Deja preparado todo lo que necesitarás la mañana de la competición, en el orden en que lo vas a usar. Pon varias alarmas. Prepara un desayuno sencillo que ya hayas tomado antes de entrenamientos a primera hora. Llena los bidones y prepara la nutrición para que todo esté listo para llevar.
Acuéstate a una hora razonable, aunque no te duermas enseguida. Descansar en la cama también aporta recuperación, incluso sin sueño profundo. Evita quedarte hasta tarde mirando redes sociales o dándole vueltas a la previsión meteorológica.
Preparación la mañana de la carrera
Despiértate con tiempo suficiente para comer, digerir y llegar al lugar de la competición sin prisas. Toma el desayuno planificado, si es posible, dos o tres horas antes de la salida. Así le das tiempo al estómago para asentarse y a la energía para estar disponible.
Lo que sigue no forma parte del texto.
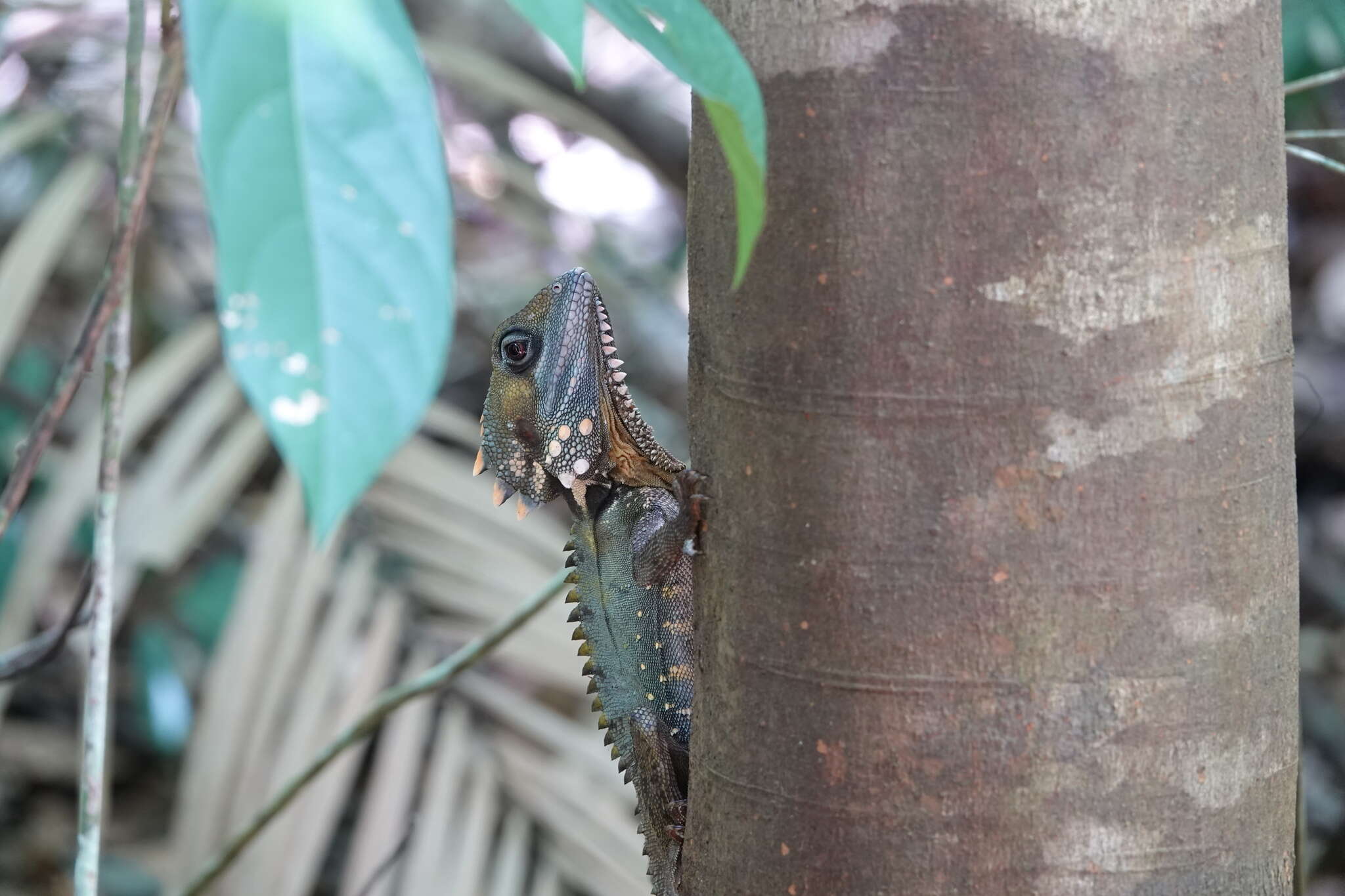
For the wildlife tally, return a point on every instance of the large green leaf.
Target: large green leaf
(697, 49)
(563, 22)
(324, 174)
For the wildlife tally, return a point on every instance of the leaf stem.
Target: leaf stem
(118, 362)
(110, 289)
(1315, 158)
(428, 681)
(1314, 81)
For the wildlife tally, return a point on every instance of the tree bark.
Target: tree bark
(1000, 586)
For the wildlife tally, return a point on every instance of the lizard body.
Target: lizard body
(558, 421)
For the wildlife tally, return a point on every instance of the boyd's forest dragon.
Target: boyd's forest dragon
(560, 422)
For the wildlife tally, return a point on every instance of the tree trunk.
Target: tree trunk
(998, 590)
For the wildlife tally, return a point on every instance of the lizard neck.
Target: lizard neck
(632, 464)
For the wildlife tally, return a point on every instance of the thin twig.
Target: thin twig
(1315, 158)
(428, 681)
(33, 653)
(109, 292)
(116, 366)
(387, 864)
(1314, 81)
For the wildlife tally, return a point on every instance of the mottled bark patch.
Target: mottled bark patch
(1011, 375)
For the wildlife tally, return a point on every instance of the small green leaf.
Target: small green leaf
(324, 172)
(697, 49)
(563, 22)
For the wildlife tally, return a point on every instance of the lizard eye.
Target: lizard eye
(517, 351)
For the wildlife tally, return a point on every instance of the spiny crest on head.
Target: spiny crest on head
(558, 410)
(542, 425)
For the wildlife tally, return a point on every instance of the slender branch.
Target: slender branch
(23, 658)
(387, 864)
(116, 366)
(109, 292)
(426, 683)
(1314, 81)
(1315, 158)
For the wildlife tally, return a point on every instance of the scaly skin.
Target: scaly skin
(560, 422)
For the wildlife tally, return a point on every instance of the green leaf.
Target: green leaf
(563, 22)
(697, 49)
(324, 174)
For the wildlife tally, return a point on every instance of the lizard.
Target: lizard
(560, 422)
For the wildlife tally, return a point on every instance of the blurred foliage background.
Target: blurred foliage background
(241, 649)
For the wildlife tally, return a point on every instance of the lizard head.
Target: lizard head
(557, 412)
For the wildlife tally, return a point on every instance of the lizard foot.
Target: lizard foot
(689, 492)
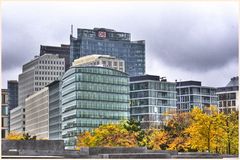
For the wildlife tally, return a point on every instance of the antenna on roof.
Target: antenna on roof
(71, 29)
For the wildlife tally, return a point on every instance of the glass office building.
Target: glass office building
(92, 96)
(153, 100)
(4, 104)
(109, 42)
(192, 94)
(12, 97)
(12, 94)
(55, 111)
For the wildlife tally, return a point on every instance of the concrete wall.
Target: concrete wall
(105, 150)
(32, 147)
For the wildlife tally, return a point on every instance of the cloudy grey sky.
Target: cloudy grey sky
(184, 40)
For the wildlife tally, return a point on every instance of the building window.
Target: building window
(224, 103)
(229, 103)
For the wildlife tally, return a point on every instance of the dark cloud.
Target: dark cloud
(190, 37)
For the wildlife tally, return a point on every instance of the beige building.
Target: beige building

Llega pronto para completar el registro, preparar la zona de transición y hacer el calentamiento sin estrés. Un calentamiento adecuado para carreras de más de una hora puede ser bastante corto. Para eventos más largos, basta con movimiento suave y unas pocas progresiones o aceleraciones. Para carreras más cortas e intensas, un calentamiento más completo ayuda a empezar fuerte.
Ve al baño varias veces. Los nervios suelen hacer que necesites ir más de una vez. Hazlo antes de colocarte en la línea de salida. Realiza una última revisión del material, hidrátate con moderación y después céntrate en mantener la calma y la soltura.
Confía en tu preparación
Cuando estés en la línea de salida, recuérdate que el trabajo duro ya está hecho. La semana de competición ha reducido tu entrenamiento, ha cargado de energía tu cuerpo y ha preparado tu mente. Has revisado cada detalle y has planificado posibles imprevistos. Ahora es el momento de competir con confianza y disfrutar de la experiencia por la que tanto has trabajado.
La última semana trata de afinar, no de construir forma física. Descansa bien, come de forma inteligente, mantente organizado y confía en el proceso. Tu cuerpo está listo. Tu mente está preparada. Sal ahí fuera y compite fuerte.